Each line is a JSON object:

```
{"id": "example_1", "prompt": "a black cat on the sofa", "image_path": "examples/images/cat.png"}
```

Required keys: `id`, `prompt`, `image_path`.

## Outputs

Under `data.output_dir/<model_name_sanitized>/` for single items (or per-id for batch):

- `<id>.pkl`: attention dict with `attn` tensor `[L, H, 1, V]` and `meta`
- `<id>_analysis.pkl`: ranked head list (top by spatial entropy)
- `<id>_topK.png`: image + top-K attention maps
- `<id>_mask.png`: binary pseudo-mask at image resolution
- `<id>_bbox.json`: bbox (xyxy), image size, and selected head details

`meta` includes: `image_file`, `query`, `model_name`, `image_size`, `vis_len`, `patch_size`, `num_layers`, `num_heads`, and optionally `generated_text` when `use_generate=true`.
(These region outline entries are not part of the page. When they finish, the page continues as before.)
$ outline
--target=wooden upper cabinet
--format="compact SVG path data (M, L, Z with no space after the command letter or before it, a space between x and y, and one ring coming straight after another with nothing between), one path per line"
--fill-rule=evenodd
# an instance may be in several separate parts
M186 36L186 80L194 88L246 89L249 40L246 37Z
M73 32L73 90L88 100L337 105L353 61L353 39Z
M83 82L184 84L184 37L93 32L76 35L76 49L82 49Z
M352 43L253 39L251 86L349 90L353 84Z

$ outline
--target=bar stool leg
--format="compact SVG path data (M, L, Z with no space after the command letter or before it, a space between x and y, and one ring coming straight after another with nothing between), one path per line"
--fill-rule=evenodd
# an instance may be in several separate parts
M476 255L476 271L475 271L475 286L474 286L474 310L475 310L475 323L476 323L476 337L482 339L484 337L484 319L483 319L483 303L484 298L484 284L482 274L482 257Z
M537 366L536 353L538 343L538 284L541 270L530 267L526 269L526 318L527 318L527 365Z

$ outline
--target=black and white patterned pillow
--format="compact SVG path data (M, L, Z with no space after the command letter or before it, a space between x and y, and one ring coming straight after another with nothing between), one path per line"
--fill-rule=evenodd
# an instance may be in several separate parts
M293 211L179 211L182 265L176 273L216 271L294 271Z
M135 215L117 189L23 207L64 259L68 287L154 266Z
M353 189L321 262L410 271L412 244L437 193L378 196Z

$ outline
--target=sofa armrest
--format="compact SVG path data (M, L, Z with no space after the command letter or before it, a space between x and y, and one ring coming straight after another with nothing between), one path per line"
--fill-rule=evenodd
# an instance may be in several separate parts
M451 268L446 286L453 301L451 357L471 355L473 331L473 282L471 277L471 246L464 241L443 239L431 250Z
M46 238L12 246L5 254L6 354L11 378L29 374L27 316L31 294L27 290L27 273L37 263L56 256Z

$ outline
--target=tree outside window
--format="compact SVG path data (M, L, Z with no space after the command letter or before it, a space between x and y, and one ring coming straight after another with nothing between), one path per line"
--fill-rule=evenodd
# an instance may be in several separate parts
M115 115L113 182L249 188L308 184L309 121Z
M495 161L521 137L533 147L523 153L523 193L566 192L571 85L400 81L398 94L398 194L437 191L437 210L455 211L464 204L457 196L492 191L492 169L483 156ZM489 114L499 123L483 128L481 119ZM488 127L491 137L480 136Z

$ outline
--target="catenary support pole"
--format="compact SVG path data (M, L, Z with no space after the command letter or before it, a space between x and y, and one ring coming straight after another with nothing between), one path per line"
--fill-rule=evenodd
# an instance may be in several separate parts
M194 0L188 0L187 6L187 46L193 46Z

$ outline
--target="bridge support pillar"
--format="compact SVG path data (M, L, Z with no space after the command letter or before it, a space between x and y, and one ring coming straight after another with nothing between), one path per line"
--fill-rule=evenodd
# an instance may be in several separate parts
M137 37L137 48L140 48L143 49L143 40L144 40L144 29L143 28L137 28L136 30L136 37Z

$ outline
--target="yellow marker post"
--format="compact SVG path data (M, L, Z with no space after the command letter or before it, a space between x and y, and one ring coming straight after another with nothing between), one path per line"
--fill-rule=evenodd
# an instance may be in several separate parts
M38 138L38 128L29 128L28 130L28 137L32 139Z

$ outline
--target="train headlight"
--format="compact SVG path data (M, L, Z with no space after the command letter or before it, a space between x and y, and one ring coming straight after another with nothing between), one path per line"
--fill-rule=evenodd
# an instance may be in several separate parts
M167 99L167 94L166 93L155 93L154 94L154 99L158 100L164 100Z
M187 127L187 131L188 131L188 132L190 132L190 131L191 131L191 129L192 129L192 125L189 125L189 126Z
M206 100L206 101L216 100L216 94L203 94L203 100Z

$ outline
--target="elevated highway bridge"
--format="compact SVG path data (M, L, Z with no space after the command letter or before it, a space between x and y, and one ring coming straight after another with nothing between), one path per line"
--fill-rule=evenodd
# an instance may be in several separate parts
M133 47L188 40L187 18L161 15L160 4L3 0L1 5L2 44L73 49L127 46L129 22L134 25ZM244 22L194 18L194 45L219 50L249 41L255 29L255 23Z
## How Attention Is Collected

- Forward mode (default):
  - Call `model(..., output_attentions=True)`
  - Take the last token attention to visual token range: `[L, H, 1, V]`
- Generate mode (`model.use_generate=true`):
  - Call `generate(..., return_dict_in_generate=True, output_attentions=True)`
  - Use attentions from the first generated step (shape `[L, H, 1, src_len]`) sliced to visual tokens; falls back to forward if not present

## Repository Layout

```
.
├─ pipeline.py                 # Hydra entrypoint
├─ collector.py                # Attention collection (forward/generate)
├─ analyze.py                  # Elbow (value) + spatial entropy head selection
├─ bbox.py                     # Combine heads → mask → bbox
├─ viz.py                      # Image + top-K attention plots
├─ requirements.txt            # Minimal runtime dependencies
├─ conf/
│  ├─ config.yaml              # Hydra root
│  ├─ model/llava15_7b.yaml    # Model + runtime options
│  ├─ logic/selection_v1.yaml  # Head selection + post-processing
│  └─ data/local_examples.yaml # IO + batch options
├─ llava/                      # Minimal LLaVA components (no Transformers fork)
│  ├─ model/ ...               # Builder + vision tower wiring
│  ├─ conversation.py          # Prompt templates
│  ├─ constants.py             # Special tokens, log dir
│  └─ mm_utils.py              # Tokenization + image utils
├─ lab/                        # Lightweight stations (token segmentation metadata)
│  └─ stations.py
└─ examples/                   # Example images + JSONL
```

## Tips & Troubleshooting

- Eager attention: keep `use_flash_attn=false` so attention tensors are returned
- Cache directory: prefer `model.cache_dir`, which is passed to all `from_pretrained(...)` calls; env vars (`TRANSFORMERS_CACHE`, `HF_HOME`, `HF_HUB_CACHE`) are also set when provided
- If `hydra/job_logging: colorlog` not found, ensure `pip install hydra-colorlog`
- If you see memory errors, reduce image size, lower `top_k`, or try CPU for small tests

## License

This project is licensed under the MIT License - see the LICENSE file for details.